It’s fair to say that 2020 has made all of us focus on what’s really important to us, starting with our nearest and dearest and our domestic spaces. Our Christmas gift guide this year is centred around stocking-thrillers – small gifts by small businesses, beautiful objects and timeless books.
Looking for something a little grander in scale? Skip to the end, where you can find luxe trappings for your puppy and work from home solutions.
Mini Modern Colours Architectural Model Kit
Set the armchair architect free with Arckit – a Lego-like building set that recreates architectural styles in miniature. This 105-piece Mini Modern Colours edition is one for midcentury modernism enthusiasts, but there are several other Arckit options on offer to cater to aspirational city planners and more ambitious builders.
Furniture Archive Politecnico collection
For those that like to shout their love of design loud and proud, Furniture Archive is celebrating the history of designed objects with a series of T-shirts. So far, the platform has released two designs, both created in partnership with artists. Christmas shoppers can choose between a black T paying homage to Italian architect Gae Aulenti and a white long-sleeved top dedicated to furniture designer and architect Gio Ponti.
Fact Magazine inaugural issue A/W2020
Our sister brand Fact is back in print as a new large-format biannual magazine. Its first issue features a meaty Ryoji Ikeda interview and a choice of covers by Kelsey Lu, Pan Daijing, Kahlil Joseph or Ikeda. At 280 pages, it’s a hefty stocking stuffer but a good purchase for any music and design fans yearning for something to bridge the gap until real-life shows and exhibitions return post-Covid.
Paper architecture by Ellie Sampson
Papercut artist Ellie Sampson recreates architecture, both real and fictional in paper form – and she takes commissions. If you need inspiration for a bespoke present, previous projects have included recreating people’s homes and buildings from films and designing a dream Palm Springs house.

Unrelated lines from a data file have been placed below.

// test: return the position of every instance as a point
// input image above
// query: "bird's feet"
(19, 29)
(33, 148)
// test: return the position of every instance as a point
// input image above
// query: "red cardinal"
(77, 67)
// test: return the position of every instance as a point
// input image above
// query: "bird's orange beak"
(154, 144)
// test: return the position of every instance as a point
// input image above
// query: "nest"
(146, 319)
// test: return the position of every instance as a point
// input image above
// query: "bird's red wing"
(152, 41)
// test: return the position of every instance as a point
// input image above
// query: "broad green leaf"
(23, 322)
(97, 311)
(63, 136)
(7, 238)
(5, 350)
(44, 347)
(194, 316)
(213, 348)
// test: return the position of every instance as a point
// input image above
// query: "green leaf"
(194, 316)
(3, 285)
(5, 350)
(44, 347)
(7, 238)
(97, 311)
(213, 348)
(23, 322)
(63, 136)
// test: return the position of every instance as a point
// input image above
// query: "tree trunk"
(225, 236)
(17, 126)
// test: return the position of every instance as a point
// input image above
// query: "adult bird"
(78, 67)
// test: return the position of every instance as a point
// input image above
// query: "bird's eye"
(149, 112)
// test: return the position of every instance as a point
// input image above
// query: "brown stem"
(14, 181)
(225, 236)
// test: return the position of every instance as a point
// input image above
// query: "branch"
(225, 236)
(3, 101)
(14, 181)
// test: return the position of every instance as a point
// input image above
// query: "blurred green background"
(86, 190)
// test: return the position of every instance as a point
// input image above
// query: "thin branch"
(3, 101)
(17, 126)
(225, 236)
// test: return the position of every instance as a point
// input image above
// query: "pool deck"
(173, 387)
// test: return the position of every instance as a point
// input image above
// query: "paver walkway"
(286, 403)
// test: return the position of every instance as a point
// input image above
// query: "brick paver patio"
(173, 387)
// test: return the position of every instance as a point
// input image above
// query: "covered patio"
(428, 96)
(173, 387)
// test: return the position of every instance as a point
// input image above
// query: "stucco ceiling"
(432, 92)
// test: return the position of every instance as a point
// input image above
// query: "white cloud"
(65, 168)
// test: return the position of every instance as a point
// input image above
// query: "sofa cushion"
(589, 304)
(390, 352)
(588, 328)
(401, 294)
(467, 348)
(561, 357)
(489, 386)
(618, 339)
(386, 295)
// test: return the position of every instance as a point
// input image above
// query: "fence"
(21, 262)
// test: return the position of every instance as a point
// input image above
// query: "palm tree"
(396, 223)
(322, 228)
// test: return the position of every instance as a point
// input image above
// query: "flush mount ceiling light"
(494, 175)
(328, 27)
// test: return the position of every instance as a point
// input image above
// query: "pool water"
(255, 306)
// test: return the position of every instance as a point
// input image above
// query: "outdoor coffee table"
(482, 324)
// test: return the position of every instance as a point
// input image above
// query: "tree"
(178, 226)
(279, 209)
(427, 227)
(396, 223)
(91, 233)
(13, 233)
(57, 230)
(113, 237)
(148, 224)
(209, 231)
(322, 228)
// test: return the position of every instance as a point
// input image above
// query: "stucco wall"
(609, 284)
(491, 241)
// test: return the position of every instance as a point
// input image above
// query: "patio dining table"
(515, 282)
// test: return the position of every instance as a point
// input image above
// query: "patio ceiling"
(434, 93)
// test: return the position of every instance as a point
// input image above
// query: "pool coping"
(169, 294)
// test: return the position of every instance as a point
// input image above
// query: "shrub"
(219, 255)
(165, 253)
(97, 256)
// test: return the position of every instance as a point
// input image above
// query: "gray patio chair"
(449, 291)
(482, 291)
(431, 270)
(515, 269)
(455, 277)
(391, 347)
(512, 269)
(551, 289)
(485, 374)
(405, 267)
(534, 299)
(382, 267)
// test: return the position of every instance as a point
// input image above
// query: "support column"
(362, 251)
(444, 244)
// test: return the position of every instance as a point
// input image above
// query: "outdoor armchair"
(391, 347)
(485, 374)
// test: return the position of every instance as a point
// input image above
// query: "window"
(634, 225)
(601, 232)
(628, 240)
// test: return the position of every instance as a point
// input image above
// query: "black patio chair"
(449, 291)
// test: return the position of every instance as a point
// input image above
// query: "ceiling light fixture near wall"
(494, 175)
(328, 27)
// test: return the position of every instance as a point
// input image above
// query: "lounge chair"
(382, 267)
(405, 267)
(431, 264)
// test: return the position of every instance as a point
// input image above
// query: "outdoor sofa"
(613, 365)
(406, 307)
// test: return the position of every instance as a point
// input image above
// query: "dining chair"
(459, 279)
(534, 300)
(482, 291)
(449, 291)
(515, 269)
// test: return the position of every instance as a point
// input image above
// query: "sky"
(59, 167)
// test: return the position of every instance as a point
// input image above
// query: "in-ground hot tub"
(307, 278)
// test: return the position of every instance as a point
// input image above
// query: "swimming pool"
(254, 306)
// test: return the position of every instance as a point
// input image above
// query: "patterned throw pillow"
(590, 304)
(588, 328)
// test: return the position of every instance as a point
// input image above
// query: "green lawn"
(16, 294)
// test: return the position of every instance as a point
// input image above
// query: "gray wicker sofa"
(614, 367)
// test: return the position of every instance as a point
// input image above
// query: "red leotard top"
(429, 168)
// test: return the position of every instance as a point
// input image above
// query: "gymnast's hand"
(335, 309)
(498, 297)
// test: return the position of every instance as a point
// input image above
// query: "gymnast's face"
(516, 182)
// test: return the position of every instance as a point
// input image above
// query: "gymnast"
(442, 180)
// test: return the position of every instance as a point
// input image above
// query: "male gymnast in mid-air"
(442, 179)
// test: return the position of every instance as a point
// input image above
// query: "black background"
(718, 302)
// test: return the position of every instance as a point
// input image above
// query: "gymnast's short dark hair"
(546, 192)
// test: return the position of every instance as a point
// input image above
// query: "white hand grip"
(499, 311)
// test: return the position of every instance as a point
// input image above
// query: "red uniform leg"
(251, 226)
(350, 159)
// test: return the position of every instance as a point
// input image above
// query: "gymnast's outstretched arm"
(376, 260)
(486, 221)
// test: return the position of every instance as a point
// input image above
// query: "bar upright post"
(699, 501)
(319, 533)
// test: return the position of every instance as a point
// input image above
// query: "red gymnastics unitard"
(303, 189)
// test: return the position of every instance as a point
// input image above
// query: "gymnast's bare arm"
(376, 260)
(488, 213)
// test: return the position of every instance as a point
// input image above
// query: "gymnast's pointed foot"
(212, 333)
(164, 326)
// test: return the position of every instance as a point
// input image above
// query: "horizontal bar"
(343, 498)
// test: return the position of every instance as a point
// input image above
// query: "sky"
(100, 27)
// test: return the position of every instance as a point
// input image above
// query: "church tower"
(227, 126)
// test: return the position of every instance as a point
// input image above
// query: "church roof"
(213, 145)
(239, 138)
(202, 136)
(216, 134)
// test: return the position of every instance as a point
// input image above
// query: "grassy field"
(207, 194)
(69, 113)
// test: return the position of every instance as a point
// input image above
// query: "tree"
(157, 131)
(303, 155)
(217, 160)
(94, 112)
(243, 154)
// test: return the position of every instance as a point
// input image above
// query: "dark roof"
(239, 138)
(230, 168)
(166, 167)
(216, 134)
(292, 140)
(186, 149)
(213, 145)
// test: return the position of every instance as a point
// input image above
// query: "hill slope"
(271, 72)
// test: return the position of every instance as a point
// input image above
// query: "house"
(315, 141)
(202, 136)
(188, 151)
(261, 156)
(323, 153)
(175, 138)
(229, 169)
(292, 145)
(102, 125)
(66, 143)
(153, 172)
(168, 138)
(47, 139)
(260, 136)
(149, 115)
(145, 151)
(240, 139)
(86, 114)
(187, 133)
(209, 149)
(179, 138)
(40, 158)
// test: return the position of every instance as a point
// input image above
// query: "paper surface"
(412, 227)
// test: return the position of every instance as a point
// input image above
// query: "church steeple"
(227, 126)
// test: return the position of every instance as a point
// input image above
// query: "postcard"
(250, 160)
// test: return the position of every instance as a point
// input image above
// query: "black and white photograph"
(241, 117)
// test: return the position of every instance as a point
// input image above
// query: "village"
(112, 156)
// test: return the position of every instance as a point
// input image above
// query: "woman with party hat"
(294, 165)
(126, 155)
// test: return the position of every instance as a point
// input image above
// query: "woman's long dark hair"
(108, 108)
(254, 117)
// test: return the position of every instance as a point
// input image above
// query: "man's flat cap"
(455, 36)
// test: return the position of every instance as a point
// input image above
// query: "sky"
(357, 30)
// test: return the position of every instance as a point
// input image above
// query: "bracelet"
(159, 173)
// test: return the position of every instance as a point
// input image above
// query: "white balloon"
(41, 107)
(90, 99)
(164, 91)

Brutalist tote bags by Jessica Thalmann
Jessica Thalmann explores spatial relationships via graphic forms, and the Brooklyn and Toronto-based artist has a sizable soft-spot for the brutalist architecture of her home cities.
Thalmann has just released a limited edition, hand-silkscreened tote bag featuring Toronto’s Robarts Library (if you know, you know), which is a striking stocking alternative with year-long use. She’s also created hand-made brutalist holiday cards – a perfect reminder that ‘despite the impending apocalypse, architecture can always make us laugh and remind us that we are all in this together’ – and a pair of limited edition concrete and vines risographs.
$30 / $20 / $60
Architectural face masks
Face masks aren’t going anywhere any time soon, which means Christmas is a good time to upgrade your friends’ and family’s paper versions. These architectural non-medical grade masks come in an array of patterns inspired by iconic buildings, including London’s now-demolished Welbeck Street car park (relive it here in this photo essay by Jo Underhill) and Moldova’s Chisinau Tower Block.
A miniature brutalist city
Zupagrafika’s latest photography book-cum-building-kit explores the rugged Brutalist forms erected in the former Polish People’s Republic. Pop-out and build nine models, including Warsaw colossal vertical housing estates and Krakows’s Hotel Forum, and learn about their history.
A prefab office pod
For those looking for a ‘bigger’ gift, this prefab office could help soothe some of those WFH woes. The plywood pod is small enough to squeeze into the tightest of city gardens, doesn’t need planning permission, and can be customised with pegboards, mirrors and a desk.
More Than Just a House book
In More Than Just a House: At Home with Collectors and Creators, creative director Alex Eagle peeks inside the homes of creative contemporaries and offers up plenty of inspiration for your own process. The tome is a good stocking filler for anyone seeking inspiration for their own home refresh in 2021, or for those curious about how to collect – and live with – art and design objects. Read an exclusive excerpt from the book.
Brandina dog sofa by Miacara
This doggie chaise longue is a cut above the usual bag of biscuits under the tree. Created by product designer Julie Carl, the Brandina oozes Scandi appeal and is sleek enough to blend into any interior. Its metal frame raises dogs off the ground, while an extra upholstered side gives them somewhere to rest their heads. Mucky pups will be glad to know the cushions are also washable.
Censer Incense by Apparatus
Home is as much about scent as it is about space. Apparatus’s Censer Incense burner is an aged or blackened brass object that recalls the shape of an ancient chalice, with a sharp geometric spin. Smoke escapes the porcelain dome’s oculus when used as a burner, while the holder emits a soft glow when used with candles.
Olafur Eliasson’s Little Sun Diamond lamp
Little Sun Diamond is a pocket-sized solar-lamp designed by artist Olafur Eliasson. Ultra-lightweight, its faceted lens is inspired by nature, and it’s a great portable light that is ideal for reading or use as a torch. For every Little Sun sold, one goes to a rural community in Africa, providing solar energy to those who need it.